FX report for the week ending February 24, 2017
It’s time for another Rate Tracker from theCurrent! Every week we’ll provide charts and information giving you a quick rundown of how the Canadian dollar fared against three of the world’s most important currencies – the US dollar, the euro, and the pound sterling. You can also find important news and other events that could affect the dollar in an easy to read table. We hope this will help connect you even more to Continental and the wide world of foreign exchange. Enjoy!
USD and CAD
- The US dollar lost some ground during the week after the minutes of the Federal Open Market Committee (FOMC) meeting showed hesitancy amongst some Fed members to support an interest rate hike.
- Data out of Canada showed that the Consumer Price Index (CPI) rose 0.9% in January, surpassing expectations of an increase of 0.3%, after a previous fall by 0.2% in December. The Core CPI data helped support the loonie; however, its gains were limited as oil prices were lower on Friday.
- The Bank of Canada is expected to maintain its overnight rate at 0.5% on March 1, 2017.
- The USD/CAD pair was almost unchanged last week, closing Friday at 1.3109.
EUR and CAD
- The euro was lower against the Canadian dollar last week, closing the week at 1.3846 with a 0.41% drop from previous weeks close.

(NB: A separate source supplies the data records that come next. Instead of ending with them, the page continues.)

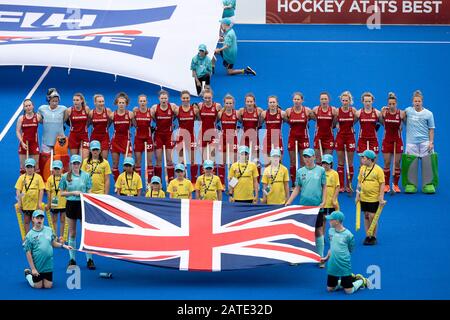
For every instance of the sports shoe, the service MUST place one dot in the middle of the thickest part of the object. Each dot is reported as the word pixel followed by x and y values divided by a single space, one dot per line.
pixel 91 265
pixel 249 70
pixel 360 277
pixel 366 241
pixel 429 189
pixel 72 262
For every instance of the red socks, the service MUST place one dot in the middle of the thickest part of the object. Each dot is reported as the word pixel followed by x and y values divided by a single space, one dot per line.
pixel 221 171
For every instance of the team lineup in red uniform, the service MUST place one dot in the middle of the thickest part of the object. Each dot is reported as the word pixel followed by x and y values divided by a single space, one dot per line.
pixel 220 127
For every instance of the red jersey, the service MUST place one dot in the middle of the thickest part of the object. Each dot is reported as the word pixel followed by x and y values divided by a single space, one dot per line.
pixel 29 128
pixel 186 119
pixel 392 123
pixel 324 127
pixel 346 119
pixel 250 120
pixel 208 116
pixel 143 123
pixel 298 123
pixel 368 123
pixel 273 121
pixel 164 119
pixel 78 120
pixel 229 121
pixel 99 123
pixel 122 124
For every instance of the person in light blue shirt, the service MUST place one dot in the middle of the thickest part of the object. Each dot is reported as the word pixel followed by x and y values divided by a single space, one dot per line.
pixel 53 117
pixel 229 6
pixel 311 184
pixel 229 50
pixel 339 266
pixel 201 67
pixel 72 184
pixel 38 246
pixel 419 145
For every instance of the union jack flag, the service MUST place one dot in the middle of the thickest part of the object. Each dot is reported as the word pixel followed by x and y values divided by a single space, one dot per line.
pixel 197 234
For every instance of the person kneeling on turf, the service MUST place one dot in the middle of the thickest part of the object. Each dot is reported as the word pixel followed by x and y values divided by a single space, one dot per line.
pixel 38 247
pixel 339 267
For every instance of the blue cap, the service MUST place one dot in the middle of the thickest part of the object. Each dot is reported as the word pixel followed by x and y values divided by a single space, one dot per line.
pixel 75 158
pixel 309 152
pixel 95 144
pixel 208 164
pixel 327 158
pixel 179 167
pixel 57 164
pixel 368 154
pixel 226 21
pixel 243 149
pixel 336 215
pixel 30 162
pixel 128 160
pixel 275 153
pixel 155 179
pixel 38 213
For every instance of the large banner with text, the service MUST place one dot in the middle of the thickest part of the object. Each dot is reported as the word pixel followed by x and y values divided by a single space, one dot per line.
pixel 358 11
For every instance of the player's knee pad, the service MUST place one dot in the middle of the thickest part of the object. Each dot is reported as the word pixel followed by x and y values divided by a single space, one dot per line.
pixel 430 178
pixel 409 170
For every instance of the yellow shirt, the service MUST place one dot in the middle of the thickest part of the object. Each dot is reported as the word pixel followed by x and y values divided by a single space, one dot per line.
pixel 155 194
pixel 129 184
pixel 370 181
pixel 275 180
pixel 98 172
pixel 332 186
pixel 208 187
pixel 30 187
pixel 244 190
pixel 180 189
pixel 51 186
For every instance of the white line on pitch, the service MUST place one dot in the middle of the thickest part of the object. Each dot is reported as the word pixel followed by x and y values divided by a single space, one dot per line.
pixel 20 108
pixel 346 41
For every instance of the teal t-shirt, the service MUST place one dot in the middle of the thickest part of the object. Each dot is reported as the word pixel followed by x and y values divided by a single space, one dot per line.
pixel 341 246
pixel 230 53
pixel 311 182
pixel 228 13
pixel 52 123
pixel 82 182
pixel 201 66
pixel 418 125
pixel 39 243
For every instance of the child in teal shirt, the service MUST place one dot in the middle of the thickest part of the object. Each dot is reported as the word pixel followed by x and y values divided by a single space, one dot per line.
pixel 38 245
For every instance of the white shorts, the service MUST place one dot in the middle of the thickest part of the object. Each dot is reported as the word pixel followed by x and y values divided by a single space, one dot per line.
pixel 46 149
pixel 418 149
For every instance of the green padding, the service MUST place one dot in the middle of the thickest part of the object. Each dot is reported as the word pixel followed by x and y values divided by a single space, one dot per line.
pixel 409 170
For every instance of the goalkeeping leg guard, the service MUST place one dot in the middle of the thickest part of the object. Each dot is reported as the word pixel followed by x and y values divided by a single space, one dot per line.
pixel 430 173
pixel 409 172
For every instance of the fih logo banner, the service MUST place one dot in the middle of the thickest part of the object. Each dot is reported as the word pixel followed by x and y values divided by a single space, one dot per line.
pixel 152 40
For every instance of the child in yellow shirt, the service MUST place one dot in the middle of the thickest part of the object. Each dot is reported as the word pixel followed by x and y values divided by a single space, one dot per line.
pixel 128 183
pixel 208 185
pixel 29 192
pixel 180 188
pixel 155 190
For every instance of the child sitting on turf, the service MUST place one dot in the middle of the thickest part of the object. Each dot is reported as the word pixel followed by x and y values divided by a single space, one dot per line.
pixel 339 266
pixel 155 190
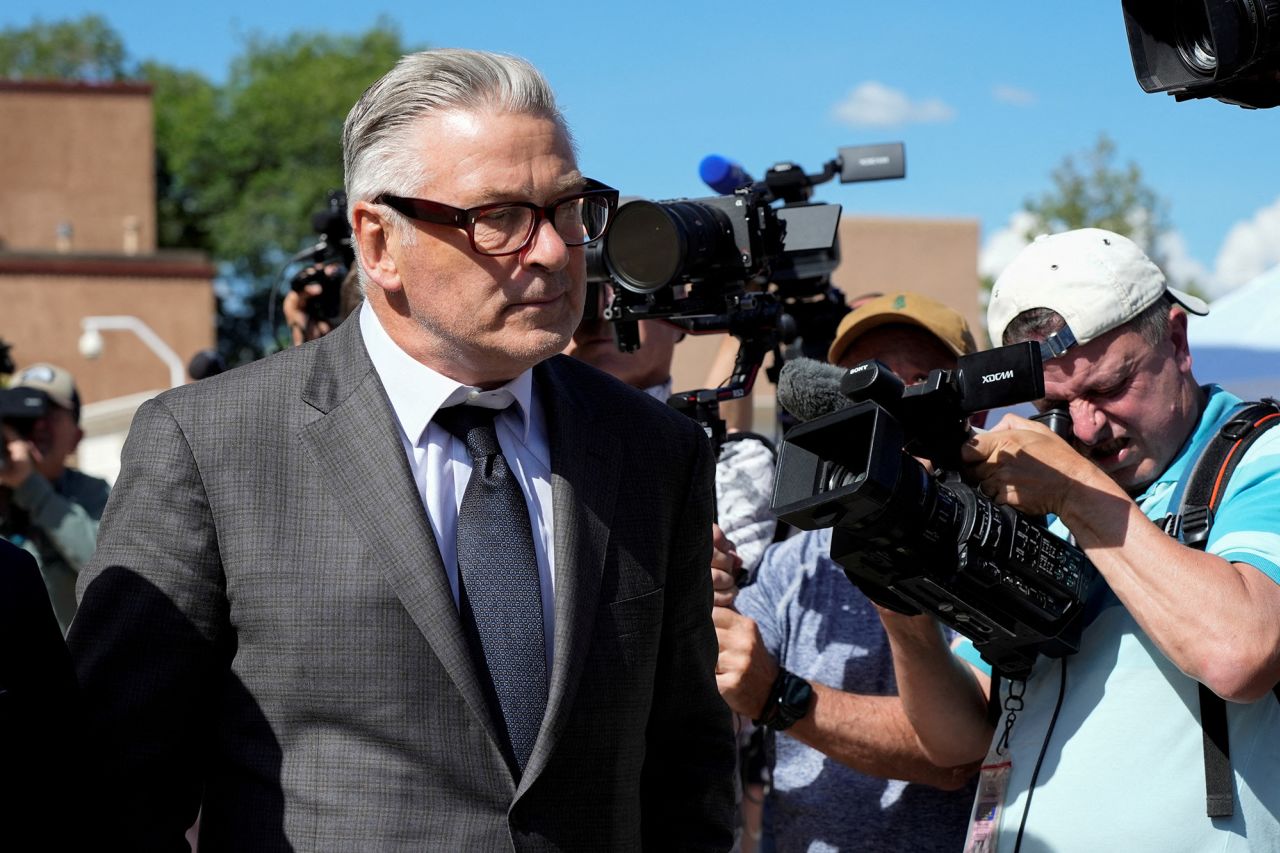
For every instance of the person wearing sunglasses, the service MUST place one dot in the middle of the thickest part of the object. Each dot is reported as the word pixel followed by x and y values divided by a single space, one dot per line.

- There is no high impact data due in the euro-zone this week. Therefore, the euro could still be driven by political uncertainty around France and if there would be a “Frexit”.
GBP and CAD
- The British pound fell against the loonie and other currencies last week after the revised Q4 GDP figures showed business investments growing more slowly than expected.
- Manufacturing, Constructing and Service PMI data in the U.K are expected to be release on the 1st, 2nd and 3rd of March, 2017 respectively.
- The GBP/CAD pair closed on Friday at 1.6330.